A Well-Ordered Thing: Dmitri Mendeleev and the Shadow of the Periodic Table
A Well-Ordered Thing: Dmitri Mendeleev and the Shadow of the Periodic Table

By Michael D. Gordin, Basic Books, $30

The periodic table, that elegant arrangement of elements, took shape as a result of a race to meet a publisher’s deadline. Dmitrii Mendeleev, its celebrated Siberian-born creator, had planned a two-volume textbook on the principles of chemistry. By late January 1869, he had managed to cover just eight elements in the first volume, leaving a further 55—seven-eighths of those then known—for the second. To meet his contract, Mendeleev reorganized the elements based on their atomic weights and arranged them in a table. Then he set off to inspect cheese-making cooperatives for the Imperial Free Economic Society.

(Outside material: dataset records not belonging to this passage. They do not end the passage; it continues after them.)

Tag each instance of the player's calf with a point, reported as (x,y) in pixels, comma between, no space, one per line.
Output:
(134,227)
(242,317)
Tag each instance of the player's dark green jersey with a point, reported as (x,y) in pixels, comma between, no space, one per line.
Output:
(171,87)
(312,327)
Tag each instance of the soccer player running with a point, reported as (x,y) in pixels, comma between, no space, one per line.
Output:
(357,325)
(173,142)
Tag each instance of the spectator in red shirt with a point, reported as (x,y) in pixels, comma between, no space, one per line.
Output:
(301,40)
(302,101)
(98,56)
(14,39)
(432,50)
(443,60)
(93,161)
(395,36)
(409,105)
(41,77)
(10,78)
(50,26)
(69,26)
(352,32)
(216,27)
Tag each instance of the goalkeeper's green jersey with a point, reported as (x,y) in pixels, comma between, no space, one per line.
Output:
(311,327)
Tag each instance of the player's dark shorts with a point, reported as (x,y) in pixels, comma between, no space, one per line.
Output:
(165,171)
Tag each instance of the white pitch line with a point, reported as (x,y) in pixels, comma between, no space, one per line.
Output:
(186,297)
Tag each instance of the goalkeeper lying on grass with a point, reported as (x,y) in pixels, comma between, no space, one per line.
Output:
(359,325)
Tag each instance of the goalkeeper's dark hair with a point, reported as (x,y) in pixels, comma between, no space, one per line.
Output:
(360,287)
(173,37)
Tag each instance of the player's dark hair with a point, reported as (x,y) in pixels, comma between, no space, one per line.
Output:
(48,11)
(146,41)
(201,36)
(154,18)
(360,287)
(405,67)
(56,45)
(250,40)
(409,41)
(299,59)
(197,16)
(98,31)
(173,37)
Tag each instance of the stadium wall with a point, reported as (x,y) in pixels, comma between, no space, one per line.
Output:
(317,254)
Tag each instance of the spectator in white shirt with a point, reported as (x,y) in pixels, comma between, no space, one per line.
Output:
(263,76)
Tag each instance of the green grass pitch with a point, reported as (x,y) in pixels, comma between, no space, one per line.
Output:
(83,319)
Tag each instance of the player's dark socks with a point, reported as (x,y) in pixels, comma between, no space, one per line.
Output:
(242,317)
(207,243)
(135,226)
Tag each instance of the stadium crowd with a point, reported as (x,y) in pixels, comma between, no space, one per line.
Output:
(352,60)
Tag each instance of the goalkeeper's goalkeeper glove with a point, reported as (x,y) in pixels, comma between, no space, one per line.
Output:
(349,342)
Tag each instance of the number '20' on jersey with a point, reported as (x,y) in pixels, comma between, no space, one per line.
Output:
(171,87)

The great Mendeleev, it seems, was a well-rounded man. He is principally remembered for a table so logical that he could successfully predict the properties of three elements then missing—all of which were discovered within the next 20 years. But Mendeleev was much more than a chemist, as Princeton University historian Michael Gordin shows. He was an adventurer who went up in a hot-air balloon to observe a solar eclipse, and a flamboyant intellectual who railed against the craze for spiritualism. He also introduced the metric system to the Russian Empire, invented a smokeless gunpowder, and wrote art criticism. Gordin’s kaleidoscopic portrait of the “many Mendeleevs” liberates a man long defined only by the creation of the table that brought order to the study of the elements.